The maximum and minimum normal curvatures at a point $p$ on a regular surface are called the principal curvatures at $p$ , usually denoted $k_1$ and $k_2$ , respectively. The corresponding directions, $e_1$ and $e_2$ , are called the principal directions at $p$ .

The principal curvatures and directions have an inuitive interpretation in terms of the second fundamental form (sec:SecondFundamentalForm) -- the principal directions are its eigenvectors^2.5. The second fundamental form (and thus the normal curvatures) takes its minimum and maximum values at the eigenvectors, and those values are the negative of the eigenvalues. (The negative sign comes from the definition of the second fundamental form: $II_p(v) = -\ensuremath{\langle dN_p(v), v \rangle}$ .)
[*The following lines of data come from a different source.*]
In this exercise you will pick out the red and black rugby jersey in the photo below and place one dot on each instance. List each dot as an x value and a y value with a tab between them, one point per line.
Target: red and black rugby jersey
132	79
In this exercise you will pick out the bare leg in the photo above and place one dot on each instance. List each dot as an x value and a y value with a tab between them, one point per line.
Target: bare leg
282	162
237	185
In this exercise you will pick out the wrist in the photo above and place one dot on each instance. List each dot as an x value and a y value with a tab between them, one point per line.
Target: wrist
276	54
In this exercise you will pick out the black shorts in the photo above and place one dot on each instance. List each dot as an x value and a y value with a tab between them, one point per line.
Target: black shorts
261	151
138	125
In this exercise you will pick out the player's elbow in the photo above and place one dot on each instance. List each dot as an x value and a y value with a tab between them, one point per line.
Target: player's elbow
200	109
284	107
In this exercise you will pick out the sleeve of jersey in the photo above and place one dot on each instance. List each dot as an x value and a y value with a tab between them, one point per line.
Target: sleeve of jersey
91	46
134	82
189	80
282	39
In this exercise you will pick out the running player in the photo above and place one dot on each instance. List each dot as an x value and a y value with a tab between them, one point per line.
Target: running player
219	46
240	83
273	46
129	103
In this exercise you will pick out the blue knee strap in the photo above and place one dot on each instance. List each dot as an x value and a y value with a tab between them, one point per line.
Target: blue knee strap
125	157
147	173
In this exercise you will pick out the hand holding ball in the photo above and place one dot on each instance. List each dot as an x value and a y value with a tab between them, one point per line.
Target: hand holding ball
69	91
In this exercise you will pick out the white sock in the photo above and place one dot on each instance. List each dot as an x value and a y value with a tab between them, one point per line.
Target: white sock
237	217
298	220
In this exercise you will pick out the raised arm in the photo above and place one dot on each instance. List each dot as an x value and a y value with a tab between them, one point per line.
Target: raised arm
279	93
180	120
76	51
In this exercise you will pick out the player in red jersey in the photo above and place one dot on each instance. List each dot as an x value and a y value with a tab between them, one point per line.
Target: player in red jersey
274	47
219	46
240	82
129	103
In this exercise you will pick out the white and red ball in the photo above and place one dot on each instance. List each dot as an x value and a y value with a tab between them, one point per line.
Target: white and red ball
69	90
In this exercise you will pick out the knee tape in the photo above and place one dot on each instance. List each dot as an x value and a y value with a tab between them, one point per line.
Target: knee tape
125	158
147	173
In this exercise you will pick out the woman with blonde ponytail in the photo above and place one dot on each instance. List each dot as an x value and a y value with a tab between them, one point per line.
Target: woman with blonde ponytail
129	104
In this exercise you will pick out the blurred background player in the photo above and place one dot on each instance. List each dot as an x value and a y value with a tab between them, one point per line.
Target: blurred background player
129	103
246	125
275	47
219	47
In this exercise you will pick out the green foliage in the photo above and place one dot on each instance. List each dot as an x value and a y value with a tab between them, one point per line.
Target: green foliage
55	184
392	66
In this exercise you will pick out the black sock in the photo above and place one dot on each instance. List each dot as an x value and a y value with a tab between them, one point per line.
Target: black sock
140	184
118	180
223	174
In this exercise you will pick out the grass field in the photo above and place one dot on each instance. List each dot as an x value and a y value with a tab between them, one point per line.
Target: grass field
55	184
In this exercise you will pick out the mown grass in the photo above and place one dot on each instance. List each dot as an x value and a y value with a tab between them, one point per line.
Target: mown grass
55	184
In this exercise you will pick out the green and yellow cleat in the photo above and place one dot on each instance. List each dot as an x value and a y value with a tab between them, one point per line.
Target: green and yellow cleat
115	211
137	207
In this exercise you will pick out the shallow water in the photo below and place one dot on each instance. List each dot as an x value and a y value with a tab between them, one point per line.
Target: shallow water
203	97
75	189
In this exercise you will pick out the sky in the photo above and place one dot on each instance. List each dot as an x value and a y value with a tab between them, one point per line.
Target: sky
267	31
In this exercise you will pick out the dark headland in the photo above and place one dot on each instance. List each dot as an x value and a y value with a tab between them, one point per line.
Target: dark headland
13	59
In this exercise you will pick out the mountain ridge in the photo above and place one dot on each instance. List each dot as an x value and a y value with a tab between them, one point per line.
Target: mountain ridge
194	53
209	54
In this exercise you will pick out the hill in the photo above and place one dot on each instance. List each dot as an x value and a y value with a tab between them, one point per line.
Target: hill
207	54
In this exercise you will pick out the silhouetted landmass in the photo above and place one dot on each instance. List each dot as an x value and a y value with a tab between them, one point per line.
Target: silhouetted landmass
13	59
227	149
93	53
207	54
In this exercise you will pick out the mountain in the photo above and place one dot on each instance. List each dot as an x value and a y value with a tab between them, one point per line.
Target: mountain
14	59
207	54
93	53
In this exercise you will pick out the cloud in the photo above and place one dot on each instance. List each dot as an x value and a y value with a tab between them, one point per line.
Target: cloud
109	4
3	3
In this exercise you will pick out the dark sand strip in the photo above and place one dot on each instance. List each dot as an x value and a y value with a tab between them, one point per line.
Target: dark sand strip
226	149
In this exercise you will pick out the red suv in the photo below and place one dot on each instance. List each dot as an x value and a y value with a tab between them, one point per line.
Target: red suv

The principal directions form a convienient vector basis for determining curvatures of any direction in the tangent plane. If $v$ is an arbitrary unit vector in the tangent plane, then clearly $v = e_1 \cos \theta + e_2 \sin \theta$ , where $\theta$ is the angle between $v$ and $e_1$ . Working from the definition of the second fundamental form, we have

$$k_n = II_p(v)$$ (2.36)

$$= -\ensuremath{\langle dN_p(v), v \rangle}$$ (2.37)

$$= -\ensuremath{\langle dN_p(e_1 \cos \theta + e_2 \sin \theta), e_1 \cos \theta + e_2 \sin \theta \rangle}$$ (2.38)

$$= \ensuremath{\langle e_1 k_1 \cos \theta + e_2 k_2 \sin \theta, e_1 \cos \theta + e_2 \sin \theta \rangle}$$ (2.39)

$$= k_1 \cos^2 \theta + k_2 \sin^2 \theta.$$ (2.40)

The last expression is the Euler formula, and is the expression of the second fundamental form in the basis $\{e_1, e_2\}$ .

Footnotes

... eigenvectors^2.5

Recall that if some operator $A$ maps vectors to vectors of the same dimension, then $v$ is called an eigenvector if $Av = \lambda v$ , and $\lambda$ is called its eigenvalue of $dN_p$ . Note that this definition applies for any mapping of vectors to vectors, not just matrix operators.